Bourgi highlights, “Singles and nontraditional households face an even steeper affordability penalty in many metros, reinforcing widening inequality in housing access.”
In Los Angeles, while 97.2% of neighborhoods are out of reach for median-income families, an overwhelming 99.9% are unaffordable for nonfamily households, tightening the squeeze on singles and nontraditional households nationwide.
The shrinking pool of affordable metropolitan areas adds to the pressure. Only Louisville stands out in 2025 with an unaffordability rate under 10%, at 7.7% for married-couple households.
Bourgi concludes, “The American middle class is quickly losing accessible housing options, and this isn’t just about mortgage rates – it’s a structural crisis demanding multi-faceted solutions.”
Other cities traditionally known for affordability, such as Hartford, Memphis, and Cleveland, saw affordability erode significantly or were replaced by metro areas facing increasing challenges.
This evolving housing affordability condition carries heavy implications for American families, mobility, and economic equality. As the research highlights, the dream of owning a home – a cornerstone of economic security – has slipped further from reach in city after city, particularly for singles and middle-income earners.
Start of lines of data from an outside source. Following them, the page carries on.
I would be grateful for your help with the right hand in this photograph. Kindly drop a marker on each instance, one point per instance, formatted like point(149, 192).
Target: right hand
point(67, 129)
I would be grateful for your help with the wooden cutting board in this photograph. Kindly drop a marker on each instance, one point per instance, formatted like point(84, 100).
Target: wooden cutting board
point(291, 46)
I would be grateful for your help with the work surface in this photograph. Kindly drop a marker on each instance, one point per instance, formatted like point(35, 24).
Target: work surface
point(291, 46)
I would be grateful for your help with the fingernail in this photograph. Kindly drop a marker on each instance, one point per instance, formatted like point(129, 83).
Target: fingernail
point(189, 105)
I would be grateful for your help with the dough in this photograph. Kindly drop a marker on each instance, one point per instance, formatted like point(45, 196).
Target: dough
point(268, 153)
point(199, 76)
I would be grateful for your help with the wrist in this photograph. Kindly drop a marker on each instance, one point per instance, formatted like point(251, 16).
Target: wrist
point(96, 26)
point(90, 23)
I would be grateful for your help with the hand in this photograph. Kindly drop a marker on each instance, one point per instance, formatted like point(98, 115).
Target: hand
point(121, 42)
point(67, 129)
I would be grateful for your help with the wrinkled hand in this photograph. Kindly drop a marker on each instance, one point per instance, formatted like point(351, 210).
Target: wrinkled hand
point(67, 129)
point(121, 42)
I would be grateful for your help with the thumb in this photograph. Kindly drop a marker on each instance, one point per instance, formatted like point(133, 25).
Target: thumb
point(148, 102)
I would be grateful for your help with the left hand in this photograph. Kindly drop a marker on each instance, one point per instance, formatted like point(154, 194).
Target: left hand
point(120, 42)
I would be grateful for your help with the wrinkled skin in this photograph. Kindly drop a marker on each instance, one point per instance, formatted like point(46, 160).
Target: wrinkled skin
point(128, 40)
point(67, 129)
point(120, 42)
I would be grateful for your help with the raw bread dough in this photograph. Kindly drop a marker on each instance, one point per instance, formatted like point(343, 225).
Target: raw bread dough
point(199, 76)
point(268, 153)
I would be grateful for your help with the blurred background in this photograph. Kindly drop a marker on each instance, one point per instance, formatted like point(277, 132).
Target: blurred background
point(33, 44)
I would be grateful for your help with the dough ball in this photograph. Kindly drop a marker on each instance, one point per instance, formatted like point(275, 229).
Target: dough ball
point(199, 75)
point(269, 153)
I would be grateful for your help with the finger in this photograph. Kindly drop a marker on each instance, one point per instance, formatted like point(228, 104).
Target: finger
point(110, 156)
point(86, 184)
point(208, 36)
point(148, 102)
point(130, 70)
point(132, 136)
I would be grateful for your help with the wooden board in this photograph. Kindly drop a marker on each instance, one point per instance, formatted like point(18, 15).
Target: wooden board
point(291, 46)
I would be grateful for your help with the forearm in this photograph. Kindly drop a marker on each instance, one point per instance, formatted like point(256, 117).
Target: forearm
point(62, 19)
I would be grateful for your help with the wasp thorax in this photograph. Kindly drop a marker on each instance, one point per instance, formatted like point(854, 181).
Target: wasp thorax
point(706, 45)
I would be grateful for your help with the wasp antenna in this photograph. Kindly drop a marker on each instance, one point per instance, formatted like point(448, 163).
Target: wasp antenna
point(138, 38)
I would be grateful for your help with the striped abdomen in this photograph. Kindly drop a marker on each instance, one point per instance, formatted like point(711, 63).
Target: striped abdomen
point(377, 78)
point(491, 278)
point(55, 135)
The federal government has recognized the urgency, with Treasury’s housing strategist Douglas Bessent designating affordability reform “one of the big projects” for the coming fall.
Yet, as Boston’s unaffordability rate rose to nearly 73%, and New York City remains stuck above 88%, many metro areas still face daunting barriers.
With mortgage rates at a relative low but home prices at historic highs, the affordability crisis reflects a complex challenge that extends beyond monetary policy alone.
For families and singles, InvestorsObserver’s research paints a disheartening picture: the American dream of homeownership is increasingly at risk, with fewer neighborhoods accessible and more communities facing exclusion in 2025 and beyond.